A customized patch treatment for basal cell carcinoma completely destroyed facial tumors without surgery or major radiation therapy in 80% of patients studied, according to results presented at the Society of Nuclear Medicine (SNM) annual meeting under way in Miami Beach, FL.

Researchers in India have developed a treatment using a skin patch laced with the phosphorus-32 (P-32) radioactive isotope, which delivers a radiation spot treatment that can safely and easily kill skin tumors after several applications, according to the study's lead author, Priyanka Gupta, PhD, of the All India Institute of Medical Sciences.

The study enrolled 10 patients between the ages of 32 and 74 diagnosed with facial basal cell carcinoma lesions located near their eyes, on the nose, and on the forehead. All were treated locally with the P-32 patch for three hours on an outpatient basis. The custom patches were reapplied on the fourth and seventh days after the first treatment for another three hours each, delivering a fragmented radiation dose of 100 Gy to the cancerous lesions only.

Biopsies were performed three months following treatment completion and repeated again in the third year. Eight out of 10 patients were cancer-free, Gupta reported.

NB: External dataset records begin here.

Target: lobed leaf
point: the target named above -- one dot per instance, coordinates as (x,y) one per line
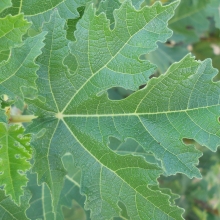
(39,11)
(10,211)
(19,70)
(15,153)
(107,178)
(4,4)
(12,29)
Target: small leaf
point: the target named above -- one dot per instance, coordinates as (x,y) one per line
(12,29)
(10,211)
(14,155)
(20,70)
(4,4)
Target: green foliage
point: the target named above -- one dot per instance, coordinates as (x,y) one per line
(14,151)
(112,115)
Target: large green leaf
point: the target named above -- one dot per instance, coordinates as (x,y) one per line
(14,155)
(19,71)
(166,55)
(114,61)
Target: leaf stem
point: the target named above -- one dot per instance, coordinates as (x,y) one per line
(21,118)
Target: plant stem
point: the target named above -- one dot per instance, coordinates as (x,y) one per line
(21,118)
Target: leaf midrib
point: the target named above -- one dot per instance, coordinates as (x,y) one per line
(94,74)
(111,169)
(136,114)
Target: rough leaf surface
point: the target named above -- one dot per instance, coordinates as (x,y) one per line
(19,70)
(103,60)
(14,155)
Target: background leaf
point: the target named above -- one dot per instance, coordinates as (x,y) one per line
(15,153)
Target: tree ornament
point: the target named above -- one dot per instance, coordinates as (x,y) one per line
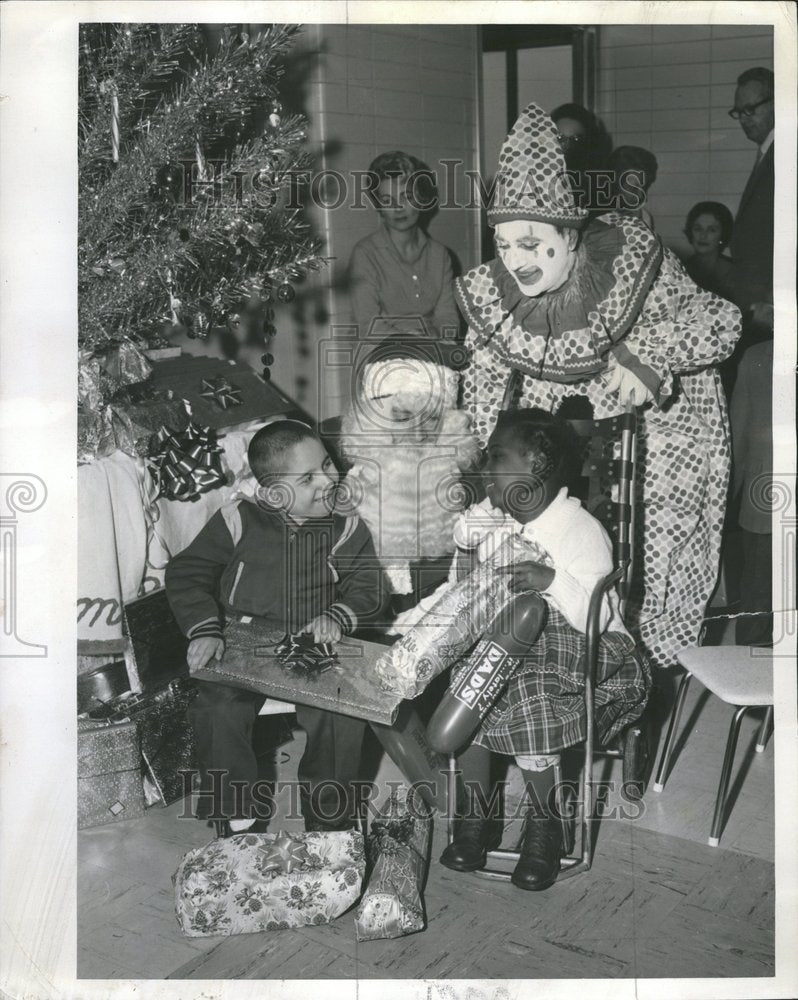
(169,182)
(275,115)
(201,325)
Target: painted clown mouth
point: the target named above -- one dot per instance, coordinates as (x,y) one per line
(528,276)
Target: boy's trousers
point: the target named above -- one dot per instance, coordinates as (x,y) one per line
(223,718)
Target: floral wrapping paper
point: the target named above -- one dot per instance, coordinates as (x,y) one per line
(392,905)
(456,620)
(109,773)
(226,886)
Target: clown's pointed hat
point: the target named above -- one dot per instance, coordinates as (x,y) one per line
(531,182)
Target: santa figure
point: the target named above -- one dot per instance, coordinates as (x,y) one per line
(410,447)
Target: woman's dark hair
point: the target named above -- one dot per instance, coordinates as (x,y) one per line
(422,185)
(269,445)
(626,158)
(760,74)
(545,437)
(719,211)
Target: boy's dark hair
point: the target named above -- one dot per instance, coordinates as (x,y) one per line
(420,179)
(270,444)
(547,438)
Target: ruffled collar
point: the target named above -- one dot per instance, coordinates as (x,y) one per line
(565,335)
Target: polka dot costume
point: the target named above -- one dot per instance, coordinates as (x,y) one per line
(679,333)
(531,181)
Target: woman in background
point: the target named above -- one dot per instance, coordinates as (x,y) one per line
(400,279)
(709,229)
(586,147)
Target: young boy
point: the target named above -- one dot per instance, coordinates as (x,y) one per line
(541,712)
(287,557)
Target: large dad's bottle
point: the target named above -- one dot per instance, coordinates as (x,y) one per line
(487,672)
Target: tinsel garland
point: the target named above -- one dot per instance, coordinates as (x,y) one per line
(222,238)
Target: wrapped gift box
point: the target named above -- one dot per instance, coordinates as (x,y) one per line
(109,773)
(165,736)
(248,398)
(261,882)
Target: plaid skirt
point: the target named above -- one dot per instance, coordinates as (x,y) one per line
(542,710)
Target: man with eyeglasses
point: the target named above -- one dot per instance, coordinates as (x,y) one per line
(752,242)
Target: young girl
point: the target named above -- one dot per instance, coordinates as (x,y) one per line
(542,710)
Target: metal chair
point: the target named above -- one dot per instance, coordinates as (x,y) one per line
(739,675)
(608,469)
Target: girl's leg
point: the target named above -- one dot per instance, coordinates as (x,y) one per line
(478,827)
(541,848)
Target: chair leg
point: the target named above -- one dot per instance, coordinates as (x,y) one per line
(723,787)
(451,796)
(765,730)
(670,739)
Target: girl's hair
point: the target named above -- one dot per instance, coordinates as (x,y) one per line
(546,438)
(716,209)
(269,445)
(421,180)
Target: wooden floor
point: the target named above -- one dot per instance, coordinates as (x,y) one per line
(659,902)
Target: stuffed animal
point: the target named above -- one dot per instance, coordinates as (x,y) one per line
(409,446)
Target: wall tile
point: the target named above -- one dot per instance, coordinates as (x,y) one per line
(391,46)
(679,97)
(624,56)
(634,100)
(683,75)
(741,30)
(728,71)
(676,53)
(756,50)
(624,34)
(679,32)
(633,78)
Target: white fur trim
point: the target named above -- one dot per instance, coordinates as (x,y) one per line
(394,376)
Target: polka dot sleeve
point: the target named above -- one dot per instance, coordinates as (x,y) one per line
(681,328)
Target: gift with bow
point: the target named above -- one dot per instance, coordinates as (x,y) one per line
(284,855)
(218,390)
(186,464)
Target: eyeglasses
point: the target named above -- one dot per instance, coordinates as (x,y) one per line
(749,109)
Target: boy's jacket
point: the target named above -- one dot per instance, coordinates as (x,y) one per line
(253,561)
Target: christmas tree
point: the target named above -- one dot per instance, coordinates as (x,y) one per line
(187,213)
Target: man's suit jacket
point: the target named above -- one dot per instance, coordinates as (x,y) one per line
(752,242)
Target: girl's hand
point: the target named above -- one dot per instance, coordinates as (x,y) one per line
(324,629)
(527,576)
(629,387)
(202,651)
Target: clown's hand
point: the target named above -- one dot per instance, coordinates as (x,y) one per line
(629,387)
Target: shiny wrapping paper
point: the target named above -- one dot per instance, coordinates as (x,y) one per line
(451,626)
(109,773)
(393,905)
(251,661)
(167,739)
(233,886)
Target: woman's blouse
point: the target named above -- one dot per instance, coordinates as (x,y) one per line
(388,294)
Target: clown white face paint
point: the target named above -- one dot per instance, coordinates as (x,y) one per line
(536,255)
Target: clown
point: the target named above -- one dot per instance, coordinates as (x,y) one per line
(409,446)
(603,311)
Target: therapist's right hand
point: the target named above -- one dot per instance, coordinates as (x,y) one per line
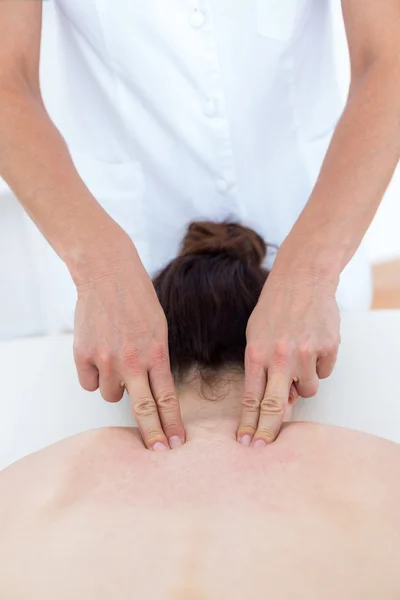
(121,340)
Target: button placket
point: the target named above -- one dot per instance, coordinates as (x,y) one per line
(196,18)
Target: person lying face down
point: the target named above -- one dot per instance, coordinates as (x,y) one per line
(315,514)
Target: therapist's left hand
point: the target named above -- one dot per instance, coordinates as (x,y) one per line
(293,337)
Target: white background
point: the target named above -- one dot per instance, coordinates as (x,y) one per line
(26,265)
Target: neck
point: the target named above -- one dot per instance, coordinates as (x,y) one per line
(212,412)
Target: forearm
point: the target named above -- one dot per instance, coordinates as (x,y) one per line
(36,164)
(358,167)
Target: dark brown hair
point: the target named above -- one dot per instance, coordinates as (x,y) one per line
(208,294)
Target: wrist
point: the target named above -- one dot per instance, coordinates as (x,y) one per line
(99,254)
(311,262)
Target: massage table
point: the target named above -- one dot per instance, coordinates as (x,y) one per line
(41,401)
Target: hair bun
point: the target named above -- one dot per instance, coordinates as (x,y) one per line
(207,237)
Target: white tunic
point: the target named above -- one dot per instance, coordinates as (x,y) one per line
(188,109)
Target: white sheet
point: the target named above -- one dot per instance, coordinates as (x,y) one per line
(41,401)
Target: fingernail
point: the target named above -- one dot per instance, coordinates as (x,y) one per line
(259,444)
(175,441)
(245,440)
(159,446)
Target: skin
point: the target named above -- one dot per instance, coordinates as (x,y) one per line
(317,510)
(293,334)
(120,330)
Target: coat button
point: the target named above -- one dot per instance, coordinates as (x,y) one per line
(209,108)
(221,186)
(196,19)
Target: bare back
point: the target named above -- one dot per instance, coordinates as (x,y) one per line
(99,516)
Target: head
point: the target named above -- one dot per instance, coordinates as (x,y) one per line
(208,294)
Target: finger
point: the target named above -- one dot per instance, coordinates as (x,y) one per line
(88,374)
(163,390)
(308,387)
(254,388)
(307,379)
(145,410)
(293,394)
(326,364)
(111,388)
(273,406)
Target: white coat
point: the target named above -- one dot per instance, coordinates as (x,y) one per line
(198,109)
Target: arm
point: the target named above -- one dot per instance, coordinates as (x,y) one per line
(364,151)
(293,335)
(29,138)
(121,337)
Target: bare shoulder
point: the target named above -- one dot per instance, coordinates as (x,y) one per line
(43,477)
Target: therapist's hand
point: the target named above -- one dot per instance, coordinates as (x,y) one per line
(121,339)
(293,336)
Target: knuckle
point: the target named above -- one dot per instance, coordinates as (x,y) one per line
(255,353)
(250,402)
(130,359)
(89,386)
(153,436)
(144,406)
(309,389)
(330,348)
(266,434)
(306,352)
(282,352)
(82,355)
(104,358)
(159,353)
(167,402)
(272,404)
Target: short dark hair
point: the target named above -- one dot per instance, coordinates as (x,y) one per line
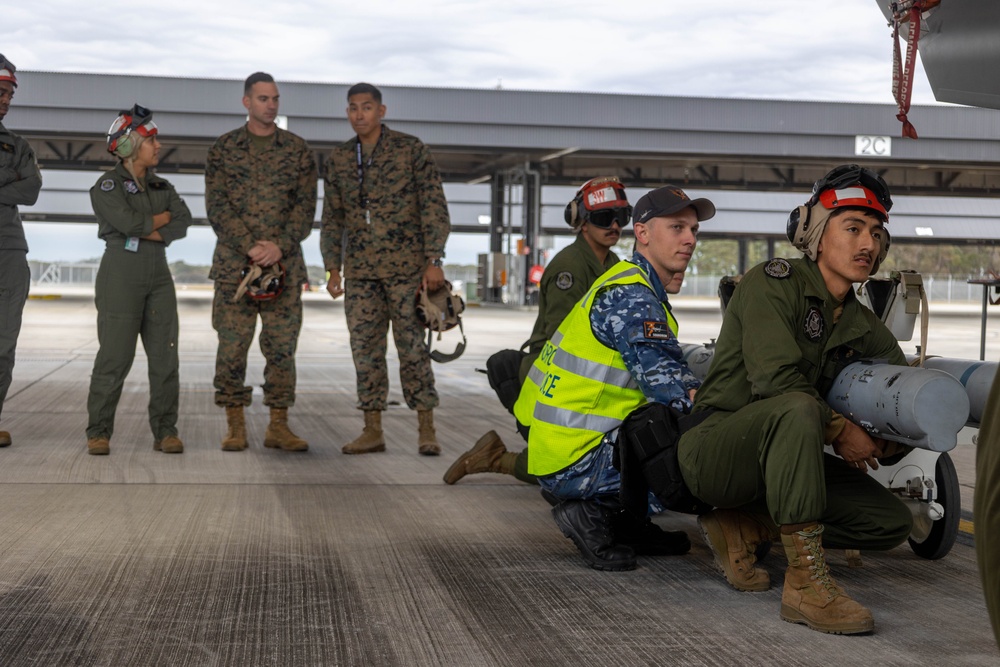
(256,77)
(361,89)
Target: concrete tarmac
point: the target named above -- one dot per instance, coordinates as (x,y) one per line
(265,557)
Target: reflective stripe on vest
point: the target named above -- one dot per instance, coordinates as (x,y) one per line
(578,389)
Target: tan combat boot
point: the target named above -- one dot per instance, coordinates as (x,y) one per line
(811,596)
(169,445)
(427,438)
(279,435)
(488,455)
(235,439)
(733,537)
(98,446)
(371,439)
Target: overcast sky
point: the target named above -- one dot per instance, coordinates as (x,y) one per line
(779,49)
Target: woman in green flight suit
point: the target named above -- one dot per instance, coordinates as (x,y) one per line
(138,215)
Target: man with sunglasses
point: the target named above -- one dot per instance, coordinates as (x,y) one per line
(598,213)
(20,182)
(790,327)
(614,352)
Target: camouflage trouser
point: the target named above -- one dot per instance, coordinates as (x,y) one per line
(280,322)
(593,475)
(370,306)
(135,297)
(15,277)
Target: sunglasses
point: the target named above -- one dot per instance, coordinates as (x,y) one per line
(606,217)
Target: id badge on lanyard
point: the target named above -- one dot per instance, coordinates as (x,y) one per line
(363,200)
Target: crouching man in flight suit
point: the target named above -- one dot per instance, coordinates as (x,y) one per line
(790,328)
(615,351)
(598,213)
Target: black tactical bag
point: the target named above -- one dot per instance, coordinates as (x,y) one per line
(647,459)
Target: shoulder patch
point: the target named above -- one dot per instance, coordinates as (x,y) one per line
(778,268)
(814,324)
(654,330)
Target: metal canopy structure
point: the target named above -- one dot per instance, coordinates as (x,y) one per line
(708,143)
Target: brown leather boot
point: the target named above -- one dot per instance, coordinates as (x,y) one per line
(488,455)
(279,435)
(169,445)
(427,438)
(235,439)
(98,446)
(733,537)
(811,596)
(371,438)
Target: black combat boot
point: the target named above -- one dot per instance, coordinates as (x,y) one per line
(588,524)
(646,538)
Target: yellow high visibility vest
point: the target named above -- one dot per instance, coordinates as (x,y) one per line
(578,389)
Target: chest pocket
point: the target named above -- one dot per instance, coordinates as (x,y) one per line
(8,155)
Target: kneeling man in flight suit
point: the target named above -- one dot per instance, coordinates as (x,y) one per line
(615,351)
(789,329)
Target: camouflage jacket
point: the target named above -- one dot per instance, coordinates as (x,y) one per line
(408,211)
(622,317)
(251,196)
(123,210)
(20,182)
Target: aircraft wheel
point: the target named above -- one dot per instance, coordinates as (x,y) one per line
(934,539)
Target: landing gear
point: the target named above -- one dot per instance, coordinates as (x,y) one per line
(933,539)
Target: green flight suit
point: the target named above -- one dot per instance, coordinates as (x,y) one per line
(779,350)
(566,279)
(20,182)
(135,296)
(986,509)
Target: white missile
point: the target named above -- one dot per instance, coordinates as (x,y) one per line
(975,376)
(921,407)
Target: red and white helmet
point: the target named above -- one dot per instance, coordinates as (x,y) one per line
(138,119)
(7,71)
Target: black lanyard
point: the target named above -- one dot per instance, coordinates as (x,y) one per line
(362,199)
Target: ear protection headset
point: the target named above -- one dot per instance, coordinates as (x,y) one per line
(847,186)
(592,195)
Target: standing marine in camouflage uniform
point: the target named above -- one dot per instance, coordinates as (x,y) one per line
(260,192)
(386,220)
(138,215)
(598,213)
(20,182)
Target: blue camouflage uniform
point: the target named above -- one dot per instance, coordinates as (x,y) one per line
(618,319)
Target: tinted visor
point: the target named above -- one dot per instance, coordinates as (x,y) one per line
(852,174)
(606,217)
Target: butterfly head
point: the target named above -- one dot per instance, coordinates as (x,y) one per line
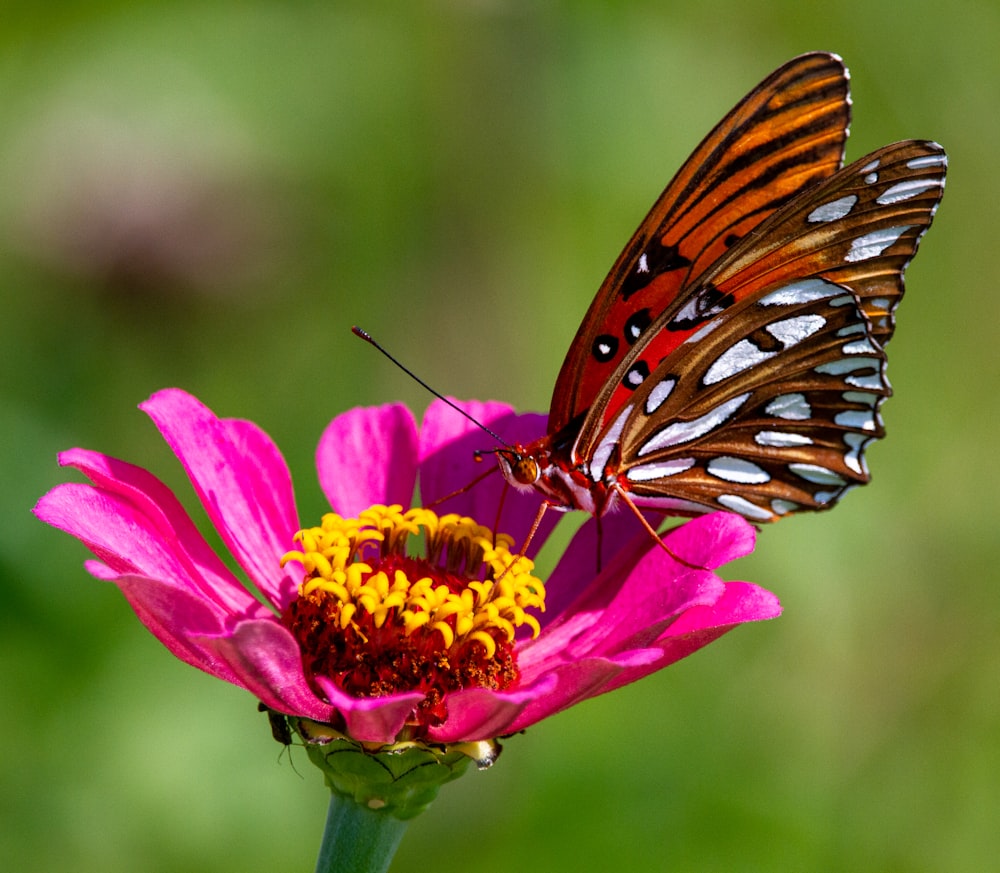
(519,468)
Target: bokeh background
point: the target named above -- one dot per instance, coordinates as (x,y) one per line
(208,195)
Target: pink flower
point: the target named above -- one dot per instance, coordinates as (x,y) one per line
(599,631)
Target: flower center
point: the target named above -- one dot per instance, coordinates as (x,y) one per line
(377,620)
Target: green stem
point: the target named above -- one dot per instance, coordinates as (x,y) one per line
(357,839)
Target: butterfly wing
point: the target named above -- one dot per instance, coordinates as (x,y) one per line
(768,406)
(784,136)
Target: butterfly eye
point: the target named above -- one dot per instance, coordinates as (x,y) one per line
(517,468)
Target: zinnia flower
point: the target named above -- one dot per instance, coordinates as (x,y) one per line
(346,624)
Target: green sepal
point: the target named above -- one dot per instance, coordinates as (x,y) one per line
(400,780)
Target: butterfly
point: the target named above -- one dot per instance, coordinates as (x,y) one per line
(734,357)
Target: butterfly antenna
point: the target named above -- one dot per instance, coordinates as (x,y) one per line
(367,337)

He advised that additional research will need to be conducted before the P-32 patch can be provided for general clinical use to treat basal cell carcinoma and similar superficial skin cancers, acknowledging the small patient cohort size of the study.

Between 2 and 3 million cases of nonmelanoma skin cancer occur every year, according to estimates from the World Health Organization (WHO).

The skin patch offers the potential of being a simple, inexpensive treatment, and it could prove an alternative to surgery if skin grafting is a challenge at the location where the cancer is located.